When you grow your peak concurrent users by 5x nearly overnight, ensuring that your operations can successfully support that growth can be a make or break for your success. Rocket League is a popular online multiplayer game created by Psyonix described as arcade-style soccer and vehicular mayhem. In the summer of 2020, the game maker decided to switch the business model of the game from an upfront purchase to a free to play model.
For the free to play transition, they predicted there would be a substantial increase in the number of concurrent users, up to 5x, which was great for the business and a challenge for their IT team. To meet this lofty goal, the Psyonix team transformed key aspects of their operations to create a scalable, high-quality gaming experience for their players.
From one week to one day to spin up a new environment
Industries such as gaming, media, healthcare and retail face a common operational challenge: a highly variable, and sometimes hard to predict, number of peak concurrent users of their services.
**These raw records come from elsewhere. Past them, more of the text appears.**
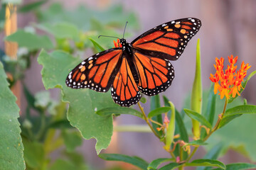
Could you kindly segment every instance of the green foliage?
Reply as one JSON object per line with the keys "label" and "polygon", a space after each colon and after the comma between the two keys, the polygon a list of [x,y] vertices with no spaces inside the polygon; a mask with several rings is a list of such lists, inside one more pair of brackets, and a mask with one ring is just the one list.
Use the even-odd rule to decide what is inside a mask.
{"label": "green foliage", "polygon": [[[77,128],[85,139],[94,137],[97,140],[96,150],[99,153],[110,142],[113,130],[112,118],[99,116],[95,111],[117,106],[112,101],[109,93],[72,89],[65,84],[70,68],[75,67],[78,64],[78,61],[80,60],[59,51],[49,55],[42,50],[38,57],[38,63],[43,65],[41,74],[46,89],[58,87],[62,89],[63,101],[70,103],[68,119],[70,124]],[[95,101],[97,102],[94,102]]]}
{"label": "green foliage", "polygon": [[218,166],[221,169],[225,169],[225,165],[221,162],[213,159],[196,159],[191,163],[186,163],[186,166]]}
{"label": "green foliage", "polygon": [[148,118],[151,118],[154,116],[156,116],[162,113],[167,113],[169,110],[171,110],[171,107],[161,107],[161,108],[156,108],[149,113]]}
{"label": "green foliage", "polygon": [[41,48],[50,50],[53,47],[53,45],[48,37],[40,36],[23,30],[18,30],[9,35],[5,38],[5,40],[16,42],[19,47],[26,47],[30,51]]}
{"label": "green foliage", "polygon": [[17,120],[19,108],[16,97],[9,88],[1,62],[0,82],[0,167],[1,169],[24,169],[23,146]]}
{"label": "green foliage", "polygon": [[191,118],[200,122],[202,125],[211,128],[210,123],[202,115],[190,109],[184,108],[185,113]]}
{"label": "green foliage", "polygon": [[110,116],[112,114],[115,115],[119,115],[120,114],[128,114],[128,115],[133,115],[137,116],[140,118],[144,119],[143,115],[139,111],[130,108],[102,108],[96,112],[96,114],[101,115],[101,116]]}
{"label": "green foliage", "polygon": [[129,157],[124,154],[99,154],[99,157],[107,161],[122,161],[124,162],[136,166],[141,168],[142,169],[146,169],[149,163],[145,160],[137,157]]}
{"label": "green foliage", "polygon": [[[255,164],[247,163],[235,163],[226,165],[226,170],[242,170],[242,169],[255,169]],[[214,170],[221,170],[222,169],[214,169]]]}
{"label": "green foliage", "polygon": [[164,162],[174,161],[173,159],[169,158],[159,158],[149,163],[147,170],[157,169],[158,166]]}
{"label": "green foliage", "polygon": [[36,10],[41,6],[43,4],[45,4],[47,1],[47,0],[41,0],[38,1],[36,2],[31,2],[28,4],[26,4],[24,6],[21,6],[18,8],[18,12],[20,13],[26,13],[29,12],[33,10]]}

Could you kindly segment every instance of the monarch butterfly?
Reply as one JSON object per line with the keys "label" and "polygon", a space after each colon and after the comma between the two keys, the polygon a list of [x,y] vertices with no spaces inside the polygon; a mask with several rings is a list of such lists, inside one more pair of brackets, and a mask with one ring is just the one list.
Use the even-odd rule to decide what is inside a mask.
{"label": "monarch butterfly", "polygon": [[107,92],[114,101],[129,107],[141,93],[154,96],[167,89],[174,78],[169,60],[181,56],[201,26],[199,19],[182,18],[163,23],[143,33],[131,43],[119,38],[119,46],[83,60],[68,75],[73,89],[88,88]]}

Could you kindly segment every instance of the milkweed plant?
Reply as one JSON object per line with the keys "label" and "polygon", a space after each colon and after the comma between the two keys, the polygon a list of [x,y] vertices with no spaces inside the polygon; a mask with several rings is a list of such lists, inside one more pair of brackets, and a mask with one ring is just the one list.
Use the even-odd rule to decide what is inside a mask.
{"label": "milkweed plant", "polygon": [[[256,113],[256,106],[247,104],[246,99],[242,102],[240,96],[248,81],[256,74],[256,71],[251,72],[255,65],[245,64],[246,62],[244,61],[239,64],[238,57],[232,55],[216,58],[215,64],[212,61],[215,72],[210,74],[208,79],[212,86],[206,92],[202,88],[198,40],[195,79],[193,86],[191,84],[190,99],[186,100],[187,104],[183,109],[178,111],[174,104],[175,101],[171,101],[164,95],[149,98],[150,101],[147,103],[150,104],[144,104],[146,99],[142,98],[137,104],[138,110],[120,107],[113,102],[110,93],[97,93],[86,89],[73,90],[65,86],[65,79],[69,69],[80,62],[81,52],[90,48],[100,52],[105,49],[103,47],[112,47],[107,39],[97,42],[100,41],[97,39],[100,31],[106,30],[108,34],[120,37],[112,29],[117,26],[122,26],[123,21],[129,17],[132,19],[128,21],[131,27],[135,28],[138,23],[136,18],[132,17],[132,13],[115,13],[115,11],[124,11],[120,6],[113,7],[113,11],[93,11],[95,16],[108,16],[105,18],[110,21],[103,22],[100,17],[96,17],[93,21],[86,18],[87,21],[85,21],[85,24],[90,24],[94,31],[83,32],[78,28],[85,26],[70,23],[78,21],[72,17],[81,16],[79,21],[83,21],[83,17],[87,16],[85,13],[90,9],[81,7],[78,11],[67,12],[60,4],[53,4],[45,11],[38,8],[43,4],[42,1],[36,5],[24,6],[19,11],[26,12],[36,6],[34,10],[37,10],[37,17],[41,21],[36,28],[50,34],[51,38],[37,35],[33,28],[27,28],[28,32],[20,29],[5,38],[6,41],[16,42],[21,48],[18,50],[16,61],[9,59],[8,56],[2,57],[1,55],[0,58],[3,62],[3,64],[0,63],[0,169],[25,169],[26,167],[28,169],[58,170],[63,169],[63,167],[66,169],[95,169],[85,162],[83,157],[75,149],[82,144],[82,138],[96,139],[95,149],[100,158],[127,162],[140,169],[181,170],[188,166],[197,166],[197,169],[256,169],[254,164],[235,162],[226,164],[220,162],[219,157],[224,153],[224,147],[223,142],[214,140],[215,134],[225,130],[223,127],[232,125],[235,120],[242,120],[243,115],[253,116],[250,114]],[[3,4],[3,6],[8,9],[9,6]],[[53,18],[48,13],[55,13],[58,21],[66,21],[70,17],[68,18],[70,23],[55,23],[56,18]],[[113,16],[118,16],[122,19],[114,18],[116,21],[113,21]],[[111,25],[113,22],[114,24]],[[59,33],[60,29],[63,29],[62,34]],[[95,31],[97,31],[97,33]],[[115,47],[119,47],[119,43],[114,42]],[[41,52],[38,52],[39,50]],[[30,67],[31,56],[36,57],[38,64],[42,66],[44,87],[46,90],[60,89],[61,101],[52,99],[49,91],[35,95],[29,91],[23,77],[25,71]],[[241,56],[239,58],[242,60]],[[225,67],[224,60],[228,62],[227,67]],[[247,75],[247,72],[251,73]],[[6,72],[9,72],[7,76]],[[17,81],[23,84],[22,90],[28,103],[26,113],[21,114],[18,121],[19,108],[9,86],[9,84],[13,86]],[[161,98],[164,101],[162,105]],[[221,111],[218,111],[219,103]],[[150,109],[144,110],[144,107],[150,107]],[[36,113],[31,114],[31,110]],[[146,110],[150,111],[146,113]],[[145,125],[113,127],[113,117],[118,119],[122,114],[142,119]],[[245,123],[244,120],[241,122]],[[238,134],[238,130],[247,125],[237,125],[235,128],[237,129],[233,129],[229,135],[240,135],[236,138],[240,138],[241,142],[246,143],[246,140],[255,135],[246,132],[242,132],[243,135]],[[149,162],[138,157],[100,153],[110,145],[113,130],[151,132],[159,139],[159,144],[164,144],[163,151],[169,153],[169,157],[156,158]],[[250,138],[245,139],[245,135],[250,135]],[[255,161],[256,152],[252,146],[255,142],[238,147],[236,150]],[[227,140],[224,142],[228,143]],[[208,147],[209,145],[213,147]],[[232,144],[228,143],[228,145]],[[200,147],[206,148],[206,153],[201,158],[195,158]],[[230,147],[226,146],[225,148]],[[51,153],[60,149],[60,157],[53,160]]]}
Dan Schoenblum, Principal Engineer, and Matt Sanders, Lead Online Services Engineer, lead the team at Psyonix that makes the gameplay arenas come to life with players. On any given day, the number of gamers requesting to enter the soccer-style matches can vary greatly based on factors such as time of day, holidays, special promotional activities and more. To deal with the high variance, the team turned to Google Kubernetes Engine (GKE) to help them scale their environments quickly based on demand.
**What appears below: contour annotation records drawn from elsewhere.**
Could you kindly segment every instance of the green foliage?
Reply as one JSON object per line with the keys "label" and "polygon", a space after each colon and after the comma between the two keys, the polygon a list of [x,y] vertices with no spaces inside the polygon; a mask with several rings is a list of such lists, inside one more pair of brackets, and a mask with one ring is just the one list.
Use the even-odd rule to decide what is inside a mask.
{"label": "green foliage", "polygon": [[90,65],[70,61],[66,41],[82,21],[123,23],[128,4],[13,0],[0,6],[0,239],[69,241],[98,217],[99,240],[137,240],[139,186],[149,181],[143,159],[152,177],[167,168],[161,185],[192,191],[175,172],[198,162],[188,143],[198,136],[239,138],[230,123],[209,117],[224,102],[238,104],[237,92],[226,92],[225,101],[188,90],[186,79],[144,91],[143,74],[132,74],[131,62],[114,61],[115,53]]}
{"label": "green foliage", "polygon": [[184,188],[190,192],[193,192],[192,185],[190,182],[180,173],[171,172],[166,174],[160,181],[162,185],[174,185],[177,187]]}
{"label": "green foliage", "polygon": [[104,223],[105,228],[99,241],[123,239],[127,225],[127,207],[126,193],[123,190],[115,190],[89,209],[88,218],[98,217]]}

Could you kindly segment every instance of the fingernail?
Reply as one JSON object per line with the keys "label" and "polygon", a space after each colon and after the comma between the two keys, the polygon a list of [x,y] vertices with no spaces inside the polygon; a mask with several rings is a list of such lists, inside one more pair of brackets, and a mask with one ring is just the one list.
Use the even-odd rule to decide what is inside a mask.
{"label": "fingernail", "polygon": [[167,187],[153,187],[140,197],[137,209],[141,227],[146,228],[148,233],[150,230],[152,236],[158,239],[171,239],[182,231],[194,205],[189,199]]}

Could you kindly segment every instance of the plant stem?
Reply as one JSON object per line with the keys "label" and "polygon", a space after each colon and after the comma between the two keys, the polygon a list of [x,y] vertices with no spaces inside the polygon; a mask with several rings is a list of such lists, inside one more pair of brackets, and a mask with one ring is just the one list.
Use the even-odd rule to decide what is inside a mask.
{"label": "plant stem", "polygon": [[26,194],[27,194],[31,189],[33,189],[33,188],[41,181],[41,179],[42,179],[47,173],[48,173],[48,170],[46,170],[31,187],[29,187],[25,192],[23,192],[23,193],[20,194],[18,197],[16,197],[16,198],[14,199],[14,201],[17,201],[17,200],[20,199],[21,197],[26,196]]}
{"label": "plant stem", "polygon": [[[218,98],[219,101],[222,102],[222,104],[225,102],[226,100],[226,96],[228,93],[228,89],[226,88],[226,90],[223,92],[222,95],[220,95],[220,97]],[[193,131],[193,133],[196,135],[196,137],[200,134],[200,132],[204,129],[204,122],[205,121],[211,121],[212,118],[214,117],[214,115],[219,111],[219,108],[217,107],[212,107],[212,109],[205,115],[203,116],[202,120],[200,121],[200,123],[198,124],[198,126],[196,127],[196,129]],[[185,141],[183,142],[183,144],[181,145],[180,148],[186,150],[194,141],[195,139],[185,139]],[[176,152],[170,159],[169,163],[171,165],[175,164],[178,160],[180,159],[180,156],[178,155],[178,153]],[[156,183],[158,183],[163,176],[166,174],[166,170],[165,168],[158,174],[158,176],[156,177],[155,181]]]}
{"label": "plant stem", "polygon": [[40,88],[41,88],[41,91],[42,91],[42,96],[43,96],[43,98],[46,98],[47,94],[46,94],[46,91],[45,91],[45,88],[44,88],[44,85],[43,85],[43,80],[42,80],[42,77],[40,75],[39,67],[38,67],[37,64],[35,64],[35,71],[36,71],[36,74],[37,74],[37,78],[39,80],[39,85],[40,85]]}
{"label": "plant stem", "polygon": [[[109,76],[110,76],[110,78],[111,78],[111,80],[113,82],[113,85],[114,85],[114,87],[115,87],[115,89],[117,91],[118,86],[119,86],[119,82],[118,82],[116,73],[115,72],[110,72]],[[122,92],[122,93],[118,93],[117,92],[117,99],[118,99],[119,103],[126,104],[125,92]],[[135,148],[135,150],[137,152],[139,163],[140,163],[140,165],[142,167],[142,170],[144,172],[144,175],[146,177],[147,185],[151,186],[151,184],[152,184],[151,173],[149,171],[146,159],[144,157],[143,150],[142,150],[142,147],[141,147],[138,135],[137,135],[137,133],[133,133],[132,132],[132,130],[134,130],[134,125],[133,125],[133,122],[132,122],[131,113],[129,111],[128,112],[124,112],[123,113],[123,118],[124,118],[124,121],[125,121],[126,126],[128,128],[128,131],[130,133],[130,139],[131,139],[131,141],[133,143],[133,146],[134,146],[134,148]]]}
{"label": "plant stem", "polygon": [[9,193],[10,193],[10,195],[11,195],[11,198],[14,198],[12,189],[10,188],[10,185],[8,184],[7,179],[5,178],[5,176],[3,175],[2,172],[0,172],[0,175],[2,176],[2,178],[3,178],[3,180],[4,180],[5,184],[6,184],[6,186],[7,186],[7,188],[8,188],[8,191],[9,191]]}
Matt recalls, “It used to take us a week to spin up a new environment, including all of the customized configurations required by our services. Since we started using GKE, we can do it in a day. There’s an API and command line tool for everything. It helps us automate a lot of that setup with Ansible and Terraform and that results in fewer misconfigurations.”
But scaling up quickly was not the only value that the team at Psyonix recognized with GKE.
“As a developer, Google Cloud is friendly to use and it is easy to find what I am looking for. When you’re using GKE, the operational overhead of managing Kubernetes is eliminated. Logging and monitoring are already part of the ecosystem, so it’s easy to access your logs. Aside from the log metrics, there are a number of system metrics that are packaged together along with the app logs. So as a developer things just feel more integrated and that makes it easy to use,” said Dan.
An increased number of gamers brings the need to troubleshoot more efficiently, and ensure that your critical operations are reliable. For Psyonix, the key to those needs was a sharper focus on logging data.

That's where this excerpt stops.